I am looking for some help regarding network theory. Maybe there are just some buzzwords / keywords I don't know and I hope you can help me to find the correct term for my future research.
So, I am looking for a metric to find equal distributed nodes inside a graph. To be more precise, I want to find central/well connected nodes that are equalyl distributed. I know different centrality measures, but theses measures aim for centrality, hence they will be over represented in the center of a graph.
My idea was to first use natural cuts or something similar to split a graph into smaller subgraphs/communities/cuts and then make use of any centrality measures.

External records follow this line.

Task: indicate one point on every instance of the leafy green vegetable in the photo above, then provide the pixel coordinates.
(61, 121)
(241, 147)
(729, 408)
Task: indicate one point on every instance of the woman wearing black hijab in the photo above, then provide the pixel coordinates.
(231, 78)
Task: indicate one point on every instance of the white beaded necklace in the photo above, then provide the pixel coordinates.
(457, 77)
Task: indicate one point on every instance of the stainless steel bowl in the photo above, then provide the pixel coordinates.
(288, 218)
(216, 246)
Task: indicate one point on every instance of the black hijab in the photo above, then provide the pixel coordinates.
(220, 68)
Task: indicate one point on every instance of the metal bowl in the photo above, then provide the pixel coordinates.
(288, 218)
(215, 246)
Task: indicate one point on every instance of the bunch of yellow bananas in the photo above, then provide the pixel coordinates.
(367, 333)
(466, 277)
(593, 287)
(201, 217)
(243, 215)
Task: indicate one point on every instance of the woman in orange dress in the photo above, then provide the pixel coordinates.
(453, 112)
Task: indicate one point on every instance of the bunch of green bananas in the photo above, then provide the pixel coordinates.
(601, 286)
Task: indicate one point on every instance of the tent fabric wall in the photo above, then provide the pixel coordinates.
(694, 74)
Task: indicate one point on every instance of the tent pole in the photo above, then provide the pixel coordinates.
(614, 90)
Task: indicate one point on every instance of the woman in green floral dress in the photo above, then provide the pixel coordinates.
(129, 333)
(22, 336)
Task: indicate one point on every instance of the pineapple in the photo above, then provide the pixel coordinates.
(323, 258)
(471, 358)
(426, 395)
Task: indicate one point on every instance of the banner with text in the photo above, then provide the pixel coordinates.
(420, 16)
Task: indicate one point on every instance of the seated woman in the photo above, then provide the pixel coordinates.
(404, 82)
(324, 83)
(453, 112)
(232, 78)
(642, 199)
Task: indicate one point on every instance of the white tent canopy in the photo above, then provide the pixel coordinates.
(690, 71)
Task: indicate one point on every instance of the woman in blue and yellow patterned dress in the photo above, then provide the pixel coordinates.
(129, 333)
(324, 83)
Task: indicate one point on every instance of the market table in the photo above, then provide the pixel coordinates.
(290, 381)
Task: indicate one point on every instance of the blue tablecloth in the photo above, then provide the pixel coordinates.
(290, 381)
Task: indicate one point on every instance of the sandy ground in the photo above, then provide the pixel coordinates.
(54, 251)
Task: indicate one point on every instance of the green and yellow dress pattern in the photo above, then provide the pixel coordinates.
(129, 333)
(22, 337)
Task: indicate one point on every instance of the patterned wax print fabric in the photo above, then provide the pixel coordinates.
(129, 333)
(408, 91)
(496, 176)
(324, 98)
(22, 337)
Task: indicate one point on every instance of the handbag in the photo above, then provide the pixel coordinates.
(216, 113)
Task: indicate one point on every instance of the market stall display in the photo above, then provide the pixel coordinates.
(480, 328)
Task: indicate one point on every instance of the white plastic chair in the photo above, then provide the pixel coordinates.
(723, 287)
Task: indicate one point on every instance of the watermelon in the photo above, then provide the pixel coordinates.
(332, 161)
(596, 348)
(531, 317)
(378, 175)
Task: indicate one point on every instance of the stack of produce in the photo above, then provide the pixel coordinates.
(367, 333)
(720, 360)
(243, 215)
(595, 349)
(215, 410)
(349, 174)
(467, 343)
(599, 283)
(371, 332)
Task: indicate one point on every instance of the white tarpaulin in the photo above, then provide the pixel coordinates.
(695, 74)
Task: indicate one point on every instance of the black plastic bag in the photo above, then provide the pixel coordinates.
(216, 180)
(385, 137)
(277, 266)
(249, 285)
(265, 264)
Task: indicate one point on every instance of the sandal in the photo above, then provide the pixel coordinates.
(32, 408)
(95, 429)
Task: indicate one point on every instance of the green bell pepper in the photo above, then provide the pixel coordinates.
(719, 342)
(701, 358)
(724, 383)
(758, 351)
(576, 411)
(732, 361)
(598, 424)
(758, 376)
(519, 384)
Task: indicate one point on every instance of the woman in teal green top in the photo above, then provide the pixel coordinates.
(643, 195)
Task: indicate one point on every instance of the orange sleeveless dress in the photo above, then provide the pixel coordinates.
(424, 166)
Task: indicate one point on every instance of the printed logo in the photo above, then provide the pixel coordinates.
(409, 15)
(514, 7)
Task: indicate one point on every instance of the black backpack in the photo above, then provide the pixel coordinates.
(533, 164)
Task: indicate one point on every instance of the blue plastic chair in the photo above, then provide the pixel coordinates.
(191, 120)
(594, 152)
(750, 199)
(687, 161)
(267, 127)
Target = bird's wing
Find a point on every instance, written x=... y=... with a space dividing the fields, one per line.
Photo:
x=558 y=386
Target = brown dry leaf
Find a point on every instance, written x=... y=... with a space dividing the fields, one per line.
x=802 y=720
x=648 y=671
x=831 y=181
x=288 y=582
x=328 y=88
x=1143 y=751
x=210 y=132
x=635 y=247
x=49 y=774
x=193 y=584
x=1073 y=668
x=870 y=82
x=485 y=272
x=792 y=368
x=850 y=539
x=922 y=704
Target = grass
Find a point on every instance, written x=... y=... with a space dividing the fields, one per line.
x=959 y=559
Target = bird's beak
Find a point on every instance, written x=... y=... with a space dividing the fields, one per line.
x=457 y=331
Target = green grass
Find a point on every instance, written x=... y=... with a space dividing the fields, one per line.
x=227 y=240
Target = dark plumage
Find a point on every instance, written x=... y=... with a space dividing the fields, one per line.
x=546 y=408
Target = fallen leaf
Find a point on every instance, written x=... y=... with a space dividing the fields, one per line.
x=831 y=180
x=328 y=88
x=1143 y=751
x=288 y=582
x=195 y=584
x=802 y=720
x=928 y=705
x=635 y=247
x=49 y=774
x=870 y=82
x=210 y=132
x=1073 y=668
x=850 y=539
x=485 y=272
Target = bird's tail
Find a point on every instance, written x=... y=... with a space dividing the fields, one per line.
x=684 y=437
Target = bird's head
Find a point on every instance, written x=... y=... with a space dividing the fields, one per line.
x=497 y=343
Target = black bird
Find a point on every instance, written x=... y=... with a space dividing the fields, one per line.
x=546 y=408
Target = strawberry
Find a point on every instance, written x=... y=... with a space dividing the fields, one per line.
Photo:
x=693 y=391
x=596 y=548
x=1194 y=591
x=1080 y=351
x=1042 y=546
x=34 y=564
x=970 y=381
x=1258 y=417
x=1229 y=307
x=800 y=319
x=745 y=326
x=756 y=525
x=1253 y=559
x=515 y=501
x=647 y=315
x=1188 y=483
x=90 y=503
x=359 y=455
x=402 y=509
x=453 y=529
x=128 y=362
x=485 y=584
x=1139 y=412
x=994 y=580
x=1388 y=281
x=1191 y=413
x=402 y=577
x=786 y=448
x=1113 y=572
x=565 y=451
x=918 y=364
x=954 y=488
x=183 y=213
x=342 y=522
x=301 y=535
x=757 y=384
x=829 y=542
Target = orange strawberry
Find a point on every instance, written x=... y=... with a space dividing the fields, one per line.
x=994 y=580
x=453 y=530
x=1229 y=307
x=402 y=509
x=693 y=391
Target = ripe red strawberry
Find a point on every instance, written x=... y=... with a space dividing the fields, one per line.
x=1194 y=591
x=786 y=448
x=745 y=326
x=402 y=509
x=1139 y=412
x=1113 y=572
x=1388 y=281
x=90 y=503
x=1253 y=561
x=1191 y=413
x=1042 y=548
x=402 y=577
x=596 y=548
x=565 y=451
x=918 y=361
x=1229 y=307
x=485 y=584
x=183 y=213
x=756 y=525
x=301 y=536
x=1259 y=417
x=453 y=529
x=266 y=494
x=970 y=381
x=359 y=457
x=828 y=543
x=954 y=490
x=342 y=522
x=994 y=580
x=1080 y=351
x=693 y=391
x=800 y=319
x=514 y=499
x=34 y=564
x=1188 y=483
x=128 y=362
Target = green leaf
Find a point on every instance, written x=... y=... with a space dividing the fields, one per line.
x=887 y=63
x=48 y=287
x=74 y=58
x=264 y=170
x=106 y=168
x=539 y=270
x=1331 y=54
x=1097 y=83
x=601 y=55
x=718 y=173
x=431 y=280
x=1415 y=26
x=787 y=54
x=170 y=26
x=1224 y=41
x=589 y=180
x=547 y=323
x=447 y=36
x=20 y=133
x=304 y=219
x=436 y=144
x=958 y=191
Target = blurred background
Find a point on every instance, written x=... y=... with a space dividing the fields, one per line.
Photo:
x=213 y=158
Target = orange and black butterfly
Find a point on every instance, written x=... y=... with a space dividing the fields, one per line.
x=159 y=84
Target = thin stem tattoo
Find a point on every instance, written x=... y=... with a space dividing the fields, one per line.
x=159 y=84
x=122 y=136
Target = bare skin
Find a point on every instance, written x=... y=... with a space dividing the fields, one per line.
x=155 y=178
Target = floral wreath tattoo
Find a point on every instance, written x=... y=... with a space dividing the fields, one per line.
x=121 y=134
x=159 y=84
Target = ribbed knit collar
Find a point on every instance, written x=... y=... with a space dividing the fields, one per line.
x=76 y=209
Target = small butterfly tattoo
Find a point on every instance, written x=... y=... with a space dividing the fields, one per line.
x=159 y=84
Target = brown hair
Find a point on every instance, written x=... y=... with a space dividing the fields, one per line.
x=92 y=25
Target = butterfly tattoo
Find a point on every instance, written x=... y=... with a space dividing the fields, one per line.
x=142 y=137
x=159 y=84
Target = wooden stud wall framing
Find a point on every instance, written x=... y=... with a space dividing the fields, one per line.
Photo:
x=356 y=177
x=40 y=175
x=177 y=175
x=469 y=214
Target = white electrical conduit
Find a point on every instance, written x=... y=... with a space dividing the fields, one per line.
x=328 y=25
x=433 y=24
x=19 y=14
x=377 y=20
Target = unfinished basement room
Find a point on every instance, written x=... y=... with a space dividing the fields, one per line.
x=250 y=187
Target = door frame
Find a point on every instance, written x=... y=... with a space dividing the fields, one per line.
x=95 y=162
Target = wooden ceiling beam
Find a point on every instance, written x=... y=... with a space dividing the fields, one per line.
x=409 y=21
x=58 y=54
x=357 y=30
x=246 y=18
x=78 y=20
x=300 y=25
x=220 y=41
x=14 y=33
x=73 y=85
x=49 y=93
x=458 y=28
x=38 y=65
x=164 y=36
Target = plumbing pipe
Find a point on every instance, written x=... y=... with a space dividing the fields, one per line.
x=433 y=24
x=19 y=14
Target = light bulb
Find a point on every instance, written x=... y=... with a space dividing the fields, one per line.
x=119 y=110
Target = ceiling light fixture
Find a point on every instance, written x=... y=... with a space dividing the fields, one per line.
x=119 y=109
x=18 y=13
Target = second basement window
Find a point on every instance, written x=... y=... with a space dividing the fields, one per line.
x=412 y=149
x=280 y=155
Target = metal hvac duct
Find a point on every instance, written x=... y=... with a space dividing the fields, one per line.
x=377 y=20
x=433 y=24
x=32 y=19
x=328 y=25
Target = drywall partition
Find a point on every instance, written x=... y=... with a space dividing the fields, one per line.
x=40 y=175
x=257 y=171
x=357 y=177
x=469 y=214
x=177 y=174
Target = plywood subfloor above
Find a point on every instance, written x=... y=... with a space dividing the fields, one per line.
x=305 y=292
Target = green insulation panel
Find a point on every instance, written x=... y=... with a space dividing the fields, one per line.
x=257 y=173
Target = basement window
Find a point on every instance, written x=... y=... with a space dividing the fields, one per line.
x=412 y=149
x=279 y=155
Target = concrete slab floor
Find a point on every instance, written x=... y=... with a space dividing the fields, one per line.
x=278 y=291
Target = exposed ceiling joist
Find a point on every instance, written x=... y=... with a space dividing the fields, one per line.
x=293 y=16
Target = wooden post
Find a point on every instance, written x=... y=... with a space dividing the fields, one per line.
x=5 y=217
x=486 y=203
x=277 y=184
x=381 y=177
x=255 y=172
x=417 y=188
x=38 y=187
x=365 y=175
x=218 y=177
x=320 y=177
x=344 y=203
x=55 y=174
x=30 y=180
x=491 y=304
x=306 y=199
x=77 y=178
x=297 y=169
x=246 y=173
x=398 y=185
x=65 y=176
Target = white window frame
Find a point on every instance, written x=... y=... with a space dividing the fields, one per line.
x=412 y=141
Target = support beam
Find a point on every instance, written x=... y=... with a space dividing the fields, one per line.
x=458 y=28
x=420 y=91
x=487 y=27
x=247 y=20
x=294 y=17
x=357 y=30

Is there a more elegant solution?
For a better understanding: Given is a multidigraph, representing a road network (fixed nodes). The task is to find 'central'/ well connected nodes like transportation hubs, with the condition, that they cover every region of the graph equally. With equal distributed I mean the distance on the graph (edgeweight).
I don't have any starting node. I don't know if it's feasible to calculate reachability or something similiar for every node in the graph.
Update: To make it more clear I try to use an example. Given is a road network of a city. The city has different districts. I try to find the most central nodes for each district. You can exchange the word 'district' with 'region','natural cut' or 'subgraph'. In the end I need a subset of nodes, that represents the differents districts equally (one central node for each district).
Thanks alot in advance for help/feedback!
Some formal buzzwords are "facility location" and even more specifically "metric k-center/vertex k-center", where you minimize the maximum distance/sum of distances to selected hubs. But I suppose you'll find more practical stuff starting from cluster analysis, specifically k-means clustering and variants, or community detection.